Murder in the USA
RECENT statistics have again brought Americans face to face with the least attractive aspect of their society - its violence. A Senate Judiciary Committee report warned that homicides could reach a new high of 23,220 this year. Earlier, researchers from the National Center for Health Statistics released a study showing that the murder rate among young men in the US is almost 22 per 100,000. That contrasts to 0.5 per 100,000 in Japan, 1.2 in England, and 1 in West Germany. Guns figure in three-fourths of US homicides, noted the NCHS study.
Immediate responses to such figures are predictable: alarums from politicians, with calls for ever tougher law enforcement. That's fine, as far as it goes. The 1990 Omnibus Crime Bill, heading toward final passage by Congress this fall, puts restraints on the sale and manufacture of automatic weapons, beefs up federal law-enforcement capability, and strengthens sentences.

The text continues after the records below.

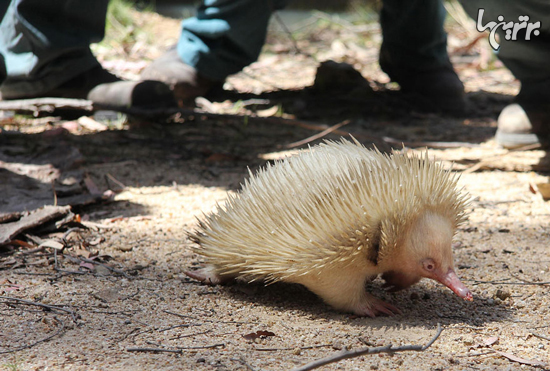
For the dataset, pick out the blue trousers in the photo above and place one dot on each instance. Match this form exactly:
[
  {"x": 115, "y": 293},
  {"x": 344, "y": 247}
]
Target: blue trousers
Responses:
[{"x": 45, "y": 43}]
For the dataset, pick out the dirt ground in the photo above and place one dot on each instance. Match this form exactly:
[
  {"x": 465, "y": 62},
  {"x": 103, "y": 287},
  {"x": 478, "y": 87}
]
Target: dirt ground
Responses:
[{"x": 166, "y": 174}]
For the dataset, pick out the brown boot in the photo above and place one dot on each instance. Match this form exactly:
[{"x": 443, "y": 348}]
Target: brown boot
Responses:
[
  {"x": 107, "y": 90},
  {"x": 441, "y": 86},
  {"x": 184, "y": 80}
]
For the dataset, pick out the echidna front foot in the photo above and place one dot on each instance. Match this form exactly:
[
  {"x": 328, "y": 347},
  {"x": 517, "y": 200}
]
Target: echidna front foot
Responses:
[
  {"x": 208, "y": 275},
  {"x": 372, "y": 306}
]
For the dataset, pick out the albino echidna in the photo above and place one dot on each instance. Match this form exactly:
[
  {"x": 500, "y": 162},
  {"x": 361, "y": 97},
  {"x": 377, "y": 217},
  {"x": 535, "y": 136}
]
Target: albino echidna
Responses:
[{"x": 334, "y": 217}]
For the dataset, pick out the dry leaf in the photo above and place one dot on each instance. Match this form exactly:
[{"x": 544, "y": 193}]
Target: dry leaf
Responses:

But if the nation is serious about reversing its scandalous murder rate, a lot more is needed. Gun control is going to have to go beyond easily evaded regulation of a few classes of assault weapons. Handgun control - stringent waiting periods and registration requirements - continues to be essential. The war against drugs will have to be fought more strenuously along such fronts as treatment and education, to keep more young people from being claimed by the drugs-and-violence culture.
Scholars point out that demographic surges contribute to upticks in violent crime. Right now, it's the eldest offspring of baby-boom children reaching their teens. But that can't account for - and it certainly can't excuse - the singularly violent climate in the US. Neither can the country's relative social heterogeneity.
Policy decisions are crucial to building a more peaceful society. And so are decisions of individuals. We all choose, daily, between hatred and compassion, anger and reason. No one is irrelevant in the fight against violence.